The WEF nexus optimization model (WEFSiM-opt) was developed to advance the previously developed nexus simulation model (WEFSiM). The WEFSiM-opt is equipped with an optimization module that consists of single- and multi-objective optimization algorithms to provide optimal decisions for water allocation and the priority index maximizing resource supply. The proposed model was applied to a case study of Korea under a drought scenario, due to the potential for climate change in the future. In this study, both the single-objective and multi-objective genetic algorithms (SOGA and MOGA, respectively) were implemented to maximize four URIs. The MOGA provided more balanced solutions than the SOGA. However, the MOGA required further analysis to evaluate the obtained Pareto solutions, which were clustered into four groups with different characteristics and URI results. The solutions from the individual groups might ease the burden on stakeholders when choosing the proper decisions that are appropriate with the characteristics of the planning area. Based on these groups, further analysis was also conducted to identify the tradeoff and feedback connections among resources. This analysis revealed a detailed correlation among resources, which could predict and evaluate the effect from implementation of a certain alternative. An understanding of these correlations would be useful for stakeholders in determining appropriate resource management plans under diverse future scenarios.

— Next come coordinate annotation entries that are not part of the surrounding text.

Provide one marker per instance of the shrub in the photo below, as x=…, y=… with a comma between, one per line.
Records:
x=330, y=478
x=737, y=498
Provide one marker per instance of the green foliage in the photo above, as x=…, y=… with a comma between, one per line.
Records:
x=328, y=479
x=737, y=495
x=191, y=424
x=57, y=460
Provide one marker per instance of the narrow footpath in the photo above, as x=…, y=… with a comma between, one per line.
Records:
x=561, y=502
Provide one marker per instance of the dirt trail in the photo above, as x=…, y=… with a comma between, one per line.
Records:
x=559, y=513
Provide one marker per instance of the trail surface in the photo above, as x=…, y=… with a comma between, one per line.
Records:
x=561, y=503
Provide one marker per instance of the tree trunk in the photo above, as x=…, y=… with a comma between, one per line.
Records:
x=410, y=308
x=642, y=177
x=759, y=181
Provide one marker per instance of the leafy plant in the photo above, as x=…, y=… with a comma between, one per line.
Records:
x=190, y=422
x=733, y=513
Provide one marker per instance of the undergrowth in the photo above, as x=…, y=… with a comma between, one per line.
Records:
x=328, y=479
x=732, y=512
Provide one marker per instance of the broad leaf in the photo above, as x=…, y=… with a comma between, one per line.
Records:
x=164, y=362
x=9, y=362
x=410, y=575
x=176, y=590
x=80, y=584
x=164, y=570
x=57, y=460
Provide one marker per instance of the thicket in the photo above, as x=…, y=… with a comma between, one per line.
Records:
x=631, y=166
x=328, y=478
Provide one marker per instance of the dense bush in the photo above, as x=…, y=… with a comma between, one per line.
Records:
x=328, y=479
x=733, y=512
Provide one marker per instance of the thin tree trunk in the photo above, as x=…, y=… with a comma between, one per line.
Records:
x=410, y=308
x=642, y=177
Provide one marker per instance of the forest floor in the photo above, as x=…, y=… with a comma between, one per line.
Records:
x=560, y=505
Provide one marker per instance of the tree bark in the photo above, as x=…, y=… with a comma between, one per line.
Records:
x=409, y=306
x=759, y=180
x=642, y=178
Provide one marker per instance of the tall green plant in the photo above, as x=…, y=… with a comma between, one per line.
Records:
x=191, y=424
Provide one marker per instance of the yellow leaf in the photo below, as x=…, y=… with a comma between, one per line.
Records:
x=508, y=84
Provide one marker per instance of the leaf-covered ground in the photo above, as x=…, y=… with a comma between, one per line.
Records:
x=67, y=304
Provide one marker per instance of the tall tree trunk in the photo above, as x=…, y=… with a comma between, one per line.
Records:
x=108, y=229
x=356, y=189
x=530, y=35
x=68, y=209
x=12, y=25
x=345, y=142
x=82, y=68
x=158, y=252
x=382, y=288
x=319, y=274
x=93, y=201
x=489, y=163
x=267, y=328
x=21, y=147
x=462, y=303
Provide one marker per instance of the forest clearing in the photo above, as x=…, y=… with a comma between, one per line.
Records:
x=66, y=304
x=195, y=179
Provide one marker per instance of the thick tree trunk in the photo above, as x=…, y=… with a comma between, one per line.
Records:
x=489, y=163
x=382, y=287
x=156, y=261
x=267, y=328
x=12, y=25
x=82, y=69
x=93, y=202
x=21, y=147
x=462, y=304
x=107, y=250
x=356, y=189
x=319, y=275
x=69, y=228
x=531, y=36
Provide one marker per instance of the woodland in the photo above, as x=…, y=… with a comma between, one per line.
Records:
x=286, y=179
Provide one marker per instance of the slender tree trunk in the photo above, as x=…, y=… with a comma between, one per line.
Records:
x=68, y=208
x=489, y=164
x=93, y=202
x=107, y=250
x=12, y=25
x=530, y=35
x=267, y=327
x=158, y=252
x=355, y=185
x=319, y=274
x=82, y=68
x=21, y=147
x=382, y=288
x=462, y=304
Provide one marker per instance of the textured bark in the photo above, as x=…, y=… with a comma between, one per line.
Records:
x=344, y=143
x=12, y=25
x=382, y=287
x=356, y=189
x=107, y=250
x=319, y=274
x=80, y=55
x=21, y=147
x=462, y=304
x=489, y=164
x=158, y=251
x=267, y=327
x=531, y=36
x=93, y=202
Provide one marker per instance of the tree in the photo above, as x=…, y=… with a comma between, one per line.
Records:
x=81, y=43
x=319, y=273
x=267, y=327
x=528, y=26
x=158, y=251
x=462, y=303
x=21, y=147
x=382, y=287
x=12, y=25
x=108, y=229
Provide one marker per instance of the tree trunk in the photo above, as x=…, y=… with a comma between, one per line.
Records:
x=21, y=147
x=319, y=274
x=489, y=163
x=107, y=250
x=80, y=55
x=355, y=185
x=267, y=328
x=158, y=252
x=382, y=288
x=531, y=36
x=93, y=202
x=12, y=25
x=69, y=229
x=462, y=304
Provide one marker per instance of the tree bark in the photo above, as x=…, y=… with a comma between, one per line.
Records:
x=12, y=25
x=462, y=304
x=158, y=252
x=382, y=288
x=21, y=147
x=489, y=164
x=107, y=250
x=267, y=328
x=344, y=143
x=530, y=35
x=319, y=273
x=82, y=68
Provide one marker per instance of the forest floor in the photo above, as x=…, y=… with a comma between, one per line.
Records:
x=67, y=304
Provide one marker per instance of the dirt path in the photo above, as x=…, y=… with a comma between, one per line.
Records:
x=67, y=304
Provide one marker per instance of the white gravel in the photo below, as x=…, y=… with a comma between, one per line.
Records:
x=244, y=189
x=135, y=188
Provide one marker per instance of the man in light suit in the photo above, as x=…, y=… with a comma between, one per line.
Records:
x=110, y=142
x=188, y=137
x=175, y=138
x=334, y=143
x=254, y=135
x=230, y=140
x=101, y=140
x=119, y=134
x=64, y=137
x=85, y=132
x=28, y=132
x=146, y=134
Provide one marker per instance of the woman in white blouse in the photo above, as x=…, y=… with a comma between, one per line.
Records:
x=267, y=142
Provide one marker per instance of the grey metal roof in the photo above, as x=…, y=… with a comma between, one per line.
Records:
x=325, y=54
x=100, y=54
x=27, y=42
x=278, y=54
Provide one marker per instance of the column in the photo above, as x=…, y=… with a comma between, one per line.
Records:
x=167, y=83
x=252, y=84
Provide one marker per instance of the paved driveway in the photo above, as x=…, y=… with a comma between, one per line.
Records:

This study suggests that the optimization approach for WEF nexus simulations can increase the accuracy of models created for managing limited resources. To our knowledge, this is the first attempt to apply an optimization scheme in a WEF nexus modeling study. The proposed WEFSiM-opt can be utilized as a decision support tool for engineers and decision-makers involved in designing resource management plans. Furthermore, the additional modules to simulate resources transfer among local areas with economic analysis should be added in the model for enhanced simulations.